Let's get really real.  There's not a lot out there that is natural and when there's outbreaks of viruses and contaminants in the USA, it affects us too.  All of those large food chains are up here too.  Want to know something really shocking?  Tim Horton's, as Canadian as it gets right?  Wrong.  Timmy's is owned by Wendy's, an American food chain.  Hmmmm, is nothing sacred anymore?

Seriously, I think I might go Organic because I think it's the fastest way to change my daughter's future.  They said in the film that after three days alone of giving cows grass after giving them the corn feed they were being given to fatten up, a study found that the switch to their natural healthy feed of grass cleansed out their digestive system of 80% of the harmful E. Coli Bacteria known as E. Coli 0157:H7.  This bacteria is only born into their systems if the cows are cross contaminated or if the cows are fed unnatural feed for too long, such as corn.
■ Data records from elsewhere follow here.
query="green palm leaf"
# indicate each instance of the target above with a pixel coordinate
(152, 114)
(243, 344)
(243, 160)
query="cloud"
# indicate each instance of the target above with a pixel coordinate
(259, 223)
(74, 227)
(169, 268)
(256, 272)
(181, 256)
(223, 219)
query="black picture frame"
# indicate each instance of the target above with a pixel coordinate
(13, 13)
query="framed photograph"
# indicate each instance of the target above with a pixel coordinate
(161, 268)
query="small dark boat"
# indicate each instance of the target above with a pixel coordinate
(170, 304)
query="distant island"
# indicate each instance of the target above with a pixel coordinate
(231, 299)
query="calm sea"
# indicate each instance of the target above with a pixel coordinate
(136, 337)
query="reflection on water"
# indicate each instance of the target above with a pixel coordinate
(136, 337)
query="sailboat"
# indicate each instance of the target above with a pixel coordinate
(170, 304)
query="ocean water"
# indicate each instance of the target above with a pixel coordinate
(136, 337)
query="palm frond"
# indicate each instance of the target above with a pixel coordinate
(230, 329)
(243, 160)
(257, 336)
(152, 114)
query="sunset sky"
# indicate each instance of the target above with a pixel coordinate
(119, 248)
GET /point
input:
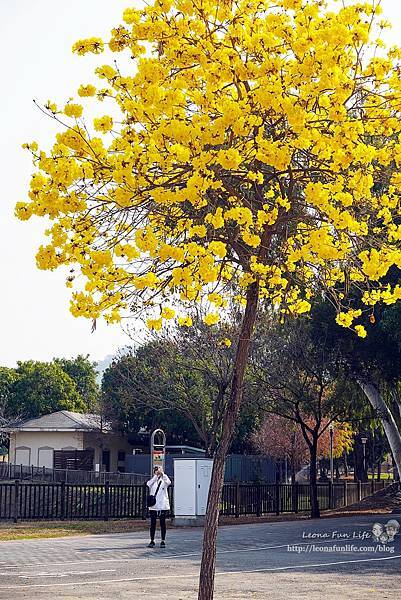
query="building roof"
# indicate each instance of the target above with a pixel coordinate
(64, 420)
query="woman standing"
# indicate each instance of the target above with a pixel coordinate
(158, 487)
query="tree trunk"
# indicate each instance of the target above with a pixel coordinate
(208, 564)
(379, 470)
(345, 464)
(389, 425)
(359, 466)
(314, 500)
(293, 471)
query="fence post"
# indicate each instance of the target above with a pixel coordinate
(106, 501)
(277, 497)
(16, 500)
(258, 499)
(237, 499)
(144, 504)
(62, 500)
(295, 496)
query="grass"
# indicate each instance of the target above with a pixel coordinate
(383, 476)
(50, 529)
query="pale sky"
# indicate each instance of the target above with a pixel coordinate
(35, 45)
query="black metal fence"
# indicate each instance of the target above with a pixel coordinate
(10, 471)
(259, 499)
(30, 501)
Okay, I want to get a little less technical.  In my own life, my mother in law was perplexed.  She took her children (they lived on a farm) to a local 4H meeting. You'd think they'd be learning healthy farming lessons, right?  Well, you be the judge.

Her children were given animals and when they went to a meeting, a farmer was the presenter for the night.  His children won every year for the best cows and he was asked, how'd they do it.  He presented those present with the feed that he fed them.  It was a genetically modified and sterioid enhanced grain and corn based feed.  She was flabbergasted.  This past year she was told the same thing when she decided to raise chickens and turkeys by the man who sold her the chicks.  She decided to use plain old feed and her chickens and turkeys were amazing!  I saw them myself this summer and ate them this winter.  The Turkeys were huge and the chickens were so great tasting, she really didn't need any of that unhealthy feed anyways because what she had instead turned out to be fantastic.
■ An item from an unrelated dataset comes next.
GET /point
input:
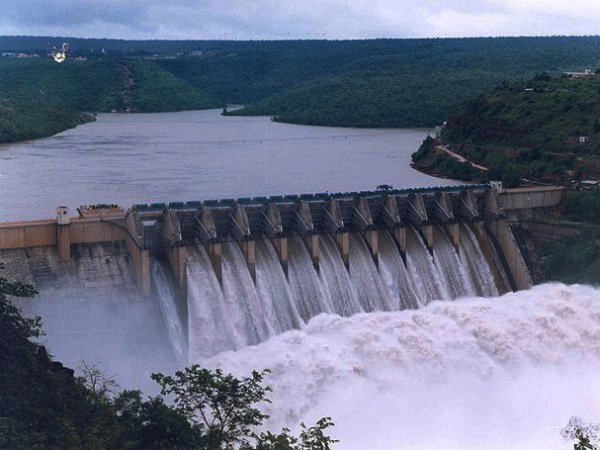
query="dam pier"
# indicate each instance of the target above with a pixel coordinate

So, starting tomorrow; we're going to eat everything as we usually do until we run out and when we need more of anything we're replacing ir with healthier, preferably organic, alternatives.

Because?  As quoted at the end of Food, Inc. I get to vote three times a day where my food comes from, and I want to vote for healthy food my child will grow stong on, an environment that's green in her future and for an agricultural industry standard that refuses to use steroids, growth hormones, pesticides, antibiotics, fillers and unnatural foods for the specified animals. I also want to prevent build up in my system and in hers that can create health issues down the line, including infecting her own future children.

Here are some resources:
  • Vegetable Seasons by the Foody.  A list of veggies and fruits that are season in certains times of the year which indicates what will be best to buy organically for both price and taste. 
  • The Dirty Dozen by Organic.org.  A list of the veggies and fruit that harbor the most pesticide or chemical residues.  The rest of the website is great to for FAQ's and 'Going Organic' tips.  Thanks to my friend Chelsea for this one.
  • Hungry for Change.  The official site for the movie Food, Inc.  You can also watch the trailer at this website.
  • "Canadians are going Organic" by Canada.com.  A great article summarizing the benefits of going organic and the discussion about the difference between the organic culture in Canada and the US.

Great videos discussing the organic issue and details about the organic process:
Hope this helps anyone considering going organic or at least naturalizing the way they eat.  Join me in my movement to eat local, eat organic and eat healthy!